2

I would like to know if there is a multi-language library or something that permits to give me the following result:

  • I have a String = "Abcde12345" in Java
  • We will suppose its hashcode in Java is "78911"
  • I Have a String = "Abcde12345" in a C program

What i'd like to know is: how can i easily get the hashcode 78911 in my C program? Since each language can provide its own hash algorithm for a String, how can i handle that?


I'm asking this in the context of using Distributed Hash Tables (datagrids, distributed caches, NoSQL...). I'm planning to create something similar to a very simple client in C for a Java proprietary datagrid.

This is my usecase for now, but for my project, i will need a hash algorithm compatible with multiple languages: - Java hash algorithm in Ruby - C# hash algorithm in Java - C++ hash algorithm in Java - Java hash algorithm in C++ - Java hash algorithm in Erlang In any case, the hash of both algorithms in both languages will need to produce the exact same hash value.

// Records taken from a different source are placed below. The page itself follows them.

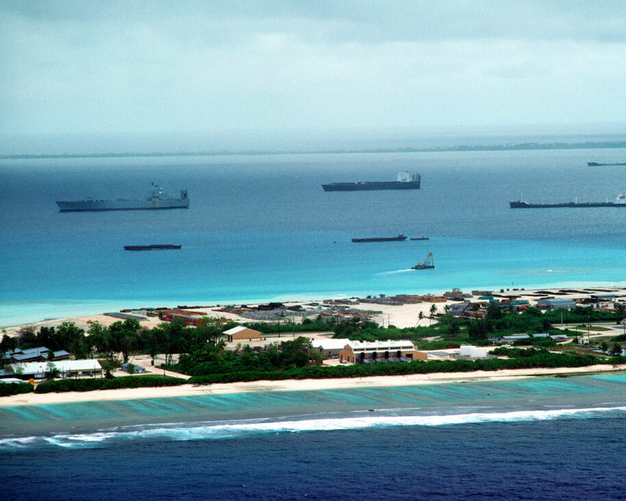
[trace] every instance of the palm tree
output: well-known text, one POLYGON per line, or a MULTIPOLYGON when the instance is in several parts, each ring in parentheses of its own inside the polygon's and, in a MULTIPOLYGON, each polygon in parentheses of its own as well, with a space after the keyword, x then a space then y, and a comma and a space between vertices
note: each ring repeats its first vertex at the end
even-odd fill
POLYGON ((434 304, 430 305, 430 323, 431 325, 433 323, 433 315, 437 312, 437 306, 434 304))

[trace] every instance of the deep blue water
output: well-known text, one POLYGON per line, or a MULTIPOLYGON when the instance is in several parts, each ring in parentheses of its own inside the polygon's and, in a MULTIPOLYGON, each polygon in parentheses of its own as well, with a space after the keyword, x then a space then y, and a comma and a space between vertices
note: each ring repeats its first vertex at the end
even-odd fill
POLYGON ((510 199, 612 199, 623 151, 3 160, 0 326, 119 307, 623 282, 626 210, 514 210, 510 199), (325 193, 329 180, 419 172, 422 189, 325 193), (142 195, 191 208, 60 213, 54 201, 142 195), (353 244, 355 236, 428 241, 353 244), (131 253, 125 245, 181 244, 131 253), (436 269, 410 268, 432 252, 436 269))
POLYGON ((626 499, 625 383, 612 374, 0 408, 0 498, 626 499))
POLYGON ((625 426, 622 417, 10 453, 3 497, 625 499, 625 426))

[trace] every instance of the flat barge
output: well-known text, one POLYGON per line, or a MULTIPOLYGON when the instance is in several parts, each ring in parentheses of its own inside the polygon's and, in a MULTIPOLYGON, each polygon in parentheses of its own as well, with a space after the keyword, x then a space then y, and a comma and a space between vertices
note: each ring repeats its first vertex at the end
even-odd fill
POLYGON ((620 193, 615 201, 566 201, 560 204, 529 204, 517 200, 510 201, 512 209, 589 208, 590 207, 626 207, 626 195, 620 193))
POLYGON ((156 245, 124 245, 124 250, 168 250, 169 249, 180 249, 181 245, 169 245, 159 244, 156 245))
POLYGON ((353 239, 352 241, 357 243, 362 243, 363 242, 402 242, 406 240, 406 236, 403 235, 401 233, 397 236, 376 236, 371 239, 353 239))
POLYGON ((604 167, 608 165, 626 165, 626 162, 621 162, 616 164, 599 164, 597 162, 588 162, 587 165, 590 167, 604 167))
POLYGON ((370 191, 372 190, 418 190, 421 183, 419 174, 399 172, 397 181, 364 181, 322 184, 324 191, 370 191))

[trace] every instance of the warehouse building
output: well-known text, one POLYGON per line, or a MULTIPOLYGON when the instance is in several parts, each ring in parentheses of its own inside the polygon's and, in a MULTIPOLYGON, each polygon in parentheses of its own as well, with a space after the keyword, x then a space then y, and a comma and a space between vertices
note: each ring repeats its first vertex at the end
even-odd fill
POLYGON ((325 358, 336 358, 345 347, 345 345, 349 342, 350 340, 348 339, 333 339, 331 338, 323 338, 321 339, 313 339, 311 341, 311 345, 313 346, 313 349, 319 352, 325 358))
POLYGON ((242 341, 261 341, 261 332, 243 326, 234 327, 224 331, 224 336, 229 343, 242 341))
MULTIPOLYGON (((48 362, 27 362, 11 364, 9 367, 15 376, 23 379, 42 379, 46 377, 48 362)), ((54 362, 62 378, 79 376, 96 376, 102 373, 102 367, 97 360, 62 360, 54 362)))
POLYGON ((339 358, 353 363, 410 362, 427 360, 428 354, 417 351, 410 341, 351 341, 341 350, 339 358))

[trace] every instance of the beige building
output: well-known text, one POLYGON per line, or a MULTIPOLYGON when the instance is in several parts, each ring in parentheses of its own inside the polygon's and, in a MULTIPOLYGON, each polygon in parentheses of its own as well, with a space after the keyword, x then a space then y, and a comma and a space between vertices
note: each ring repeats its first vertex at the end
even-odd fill
POLYGON ((410 341, 351 341, 339 354, 339 358, 353 363, 377 361, 410 362, 427 360, 428 355, 418 352, 410 341))
POLYGON ((242 341, 261 341, 261 333, 254 329, 249 329, 243 326, 234 327, 224 331, 224 336, 229 343, 242 341))

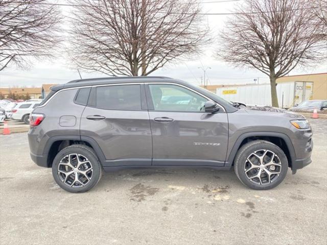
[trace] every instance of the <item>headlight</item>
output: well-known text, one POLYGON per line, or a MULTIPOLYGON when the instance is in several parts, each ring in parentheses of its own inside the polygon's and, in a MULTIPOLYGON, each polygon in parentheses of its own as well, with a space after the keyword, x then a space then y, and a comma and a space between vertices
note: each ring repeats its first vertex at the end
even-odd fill
POLYGON ((308 120, 293 120, 291 121, 292 125, 298 129, 309 129, 310 125, 308 120))

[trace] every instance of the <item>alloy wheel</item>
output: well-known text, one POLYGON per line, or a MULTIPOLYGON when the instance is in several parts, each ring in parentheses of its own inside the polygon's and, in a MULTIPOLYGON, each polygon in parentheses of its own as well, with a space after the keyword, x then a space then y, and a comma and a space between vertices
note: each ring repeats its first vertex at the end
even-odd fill
POLYGON ((79 188, 87 184, 93 175, 91 162, 81 154, 65 156, 58 166, 58 174, 61 181, 68 186, 79 188))
POLYGON ((279 158, 275 153, 268 150, 252 152, 247 158, 244 164, 246 177, 259 185, 267 185, 274 181, 281 170, 279 158))

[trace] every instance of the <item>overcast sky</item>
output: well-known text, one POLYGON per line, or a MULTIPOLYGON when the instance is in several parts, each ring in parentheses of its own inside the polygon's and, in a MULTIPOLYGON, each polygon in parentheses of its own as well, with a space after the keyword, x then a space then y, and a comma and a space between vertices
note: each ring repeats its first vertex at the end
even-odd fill
MULTIPOLYGON (((218 1, 218 0, 217 0, 218 1)), ((222 0, 220 0, 222 1, 222 0)), ((235 5, 241 4, 242 0, 233 2, 207 3, 208 2, 217 2, 215 0, 199 0, 201 4, 202 12, 204 13, 230 13, 233 11, 235 5)), ((61 0, 60 3, 67 4, 69 1, 61 0)), ((61 7, 64 15, 68 14, 71 7, 61 7)), ((72 7, 73 8, 73 7, 72 7)), ((207 70, 207 77, 209 84, 245 84, 253 82, 259 78, 260 83, 269 82, 268 77, 254 69, 240 69, 235 68, 221 61, 218 61, 213 56, 215 46, 219 43, 215 40, 218 36, 219 30, 228 18, 227 15, 208 15, 204 19, 211 29, 213 37, 213 43, 205 49, 202 55, 195 60, 178 61, 166 65, 162 68, 151 74, 150 76, 165 76, 181 79, 195 84, 200 85, 203 71, 198 67, 211 67, 207 70)), ((58 57, 51 61, 40 61, 31 63, 31 68, 23 70, 16 69, 14 66, 9 67, 0 72, 0 86, 40 86, 42 84, 65 83, 70 80, 79 78, 77 70, 67 68, 68 61, 62 57, 58 57)), ((327 71, 327 62, 314 66, 299 67, 290 72, 290 75, 325 72, 327 71)), ((82 71, 83 78, 103 77, 105 75, 100 72, 91 74, 82 71)))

And if possible, i'd like to extend the concept to primitive types and "simple structures" and not just for String


Does anyone know any tool to handle my usecase?


Edit: for Jim Balter

My usecase is:

I have a proprietary partitioning/datagrid technology called GemFire, written in Java. It acts as a distributed hashmap. The number of buckets in the hashmap is fixed. For each map key, it computes its hashcode, and apply a modulo, so that it knows for each key to each bucket it belongs to.

For exemple, if i have 113 bucket (which is the default number of buckets in gemfire), and my map key is the String "Key"

"Key".hashCode() % 113 = 69

Thus GemFire knows "Key" belongs to the 69nth bucket.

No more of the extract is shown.